P.S.: 1. “O tempo é um rio que corre”, Lia Luft, Editora Record; 2. Ilustração: Pixabay

Comentários

Regina disse…
Tenho pensado muito na passagem do tempo, nas opções da vida, como viver bem o tempo que não para de correr. Seu texto me fez pensar mais ainda. Estou “encafufada”...
sergio geia disse…
Prezada Regina, obrigado pelo comentário. Estamos juntos pois o conto reflete uma necessidade pessoal de usar esse tempo veloz em coisas realmente valiosas. Não é fácil.
Zoraya Cesar disse…
Sergio, essa é uma daquelas q vao ficar na nossa mente tal qual o título ficou na mente da protagonista. Que incômodo!
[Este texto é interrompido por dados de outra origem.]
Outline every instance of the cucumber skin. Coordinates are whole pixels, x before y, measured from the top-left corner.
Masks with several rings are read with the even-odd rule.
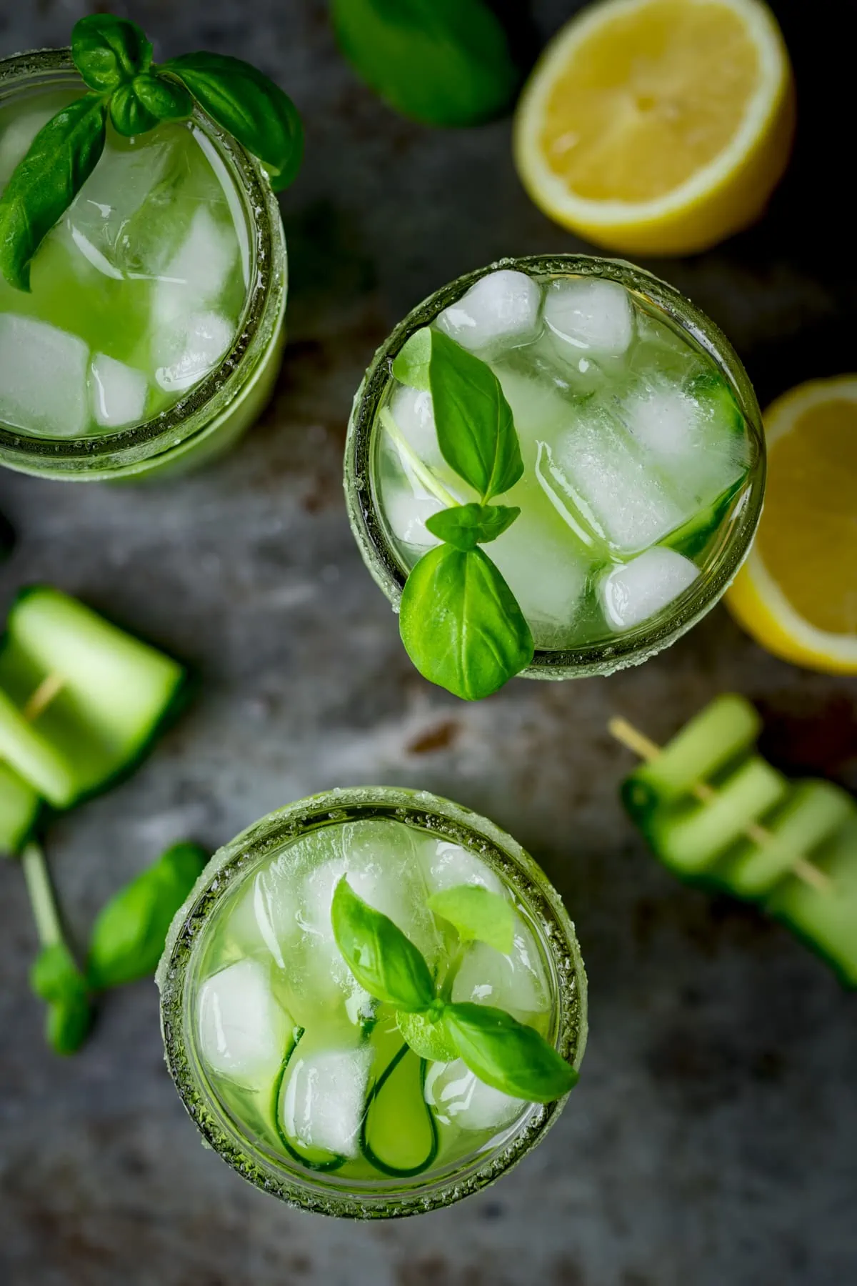
[[[14,619],[14,613],[15,613],[17,608],[21,607],[21,604],[24,603],[28,598],[32,598],[33,595],[44,594],[45,592],[48,592],[50,594],[60,594],[62,593],[60,590],[55,590],[53,585],[44,585],[44,584],[23,585],[18,590],[18,593],[15,594],[14,599],[12,601],[12,606],[9,608],[9,615],[8,615],[8,621],[12,621]],[[63,595],[63,597],[72,598],[72,595]],[[75,603],[81,602],[80,599],[76,599],[76,598],[72,598],[72,601]],[[86,607],[86,604],[82,603],[82,602],[81,602],[81,606]],[[176,657],[171,657],[162,648],[155,647],[154,644],[149,643],[146,639],[139,639],[136,634],[134,634],[131,630],[126,629],[123,625],[118,624],[117,621],[113,621],[110,617],[105,616],[103,612],[96,612],[94,608],[90,608],[90,607],[87,607],[86,610],[90,611],[90,612],[93,612],[94,616],[100,617],[105,624],[113,626],[117,630],[121,630],[123,634],[127,634],[128,638],[136,639],[137,642],[143,643],[145,647],[150,648],[153,652],[158,652],[167,661],[172,661],[173,665],[176,666],[176,671],[177,673],[176,673],[176,679],[175,679],[175,684],[172,687],[172,691],[168,693],[168,696],[167,696],[167,698],[166,698],[162,709],[161,709],[161,712],[158,714],[157,719],[149,725],[149,728],[145,730],[145,733],[139,738],[137,745],[135,746],[134,751],[128,755],[128,757],[126,757],[126,760],[122,764],[119,764],[118,768],[116,768],[113,772],[108,773],[95,786],[90,786],[87,788],[80,790],[77,793],[73,795],[73,797],[68,802],[64,802],[62,806],[51,805],[49,802],[48,804],[48,815],[64,813],[68,809],[75,808],[78,804],[84,804],[84,802],[86,802],[86,800],[90,800],[94,796],[100,795],[104,791],[110,790],[113,786],[118,786],[123,781],[126,781],[136,770],[136,768],[140,765],[140,763],[149,755],[149,752],[153,748],[154,742],[168,728],[171,728],[177,721],[179,716],[193,702],[194,697],[197,696],[197,693],[198,693],[198,691],[200,688],[199,675],[195,674],[193,671],[193,669],[190,666],[188,666],[185,662],[179,661]],[[5,635],[6,635],[6,633],[9,633],[8,629],[0,637],[0,651],[3,649],[3,647],[5,644]]]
A gente ter noção de que as águas passaram e nao tempo onde aportar em novo porto é deveras angustiante. Espero que a protagonista possa navegar em novos rios, mesmo q, inexorvelmente, o tempo corra em todas elas.
Anônimo disse…
Sergio amei seu conto, esta reflexão sobre o rio que passa e nossas vidas, que passam muitas vezes sem que a gente tenha consciência ou controle… a vida de casal então, um rio com muitas etapas diferentes, sempre correndo… realmente, seu texto dialoga com o meu desta semana, e não é nem um pouco menos profundo. Adoro este recurso de recortes nas vidas das pessoas, em momento aparentemente banais, para contar coisas maiores e significativas. Me fez pensar dos contos da Alice Monroe, de quel sou fã.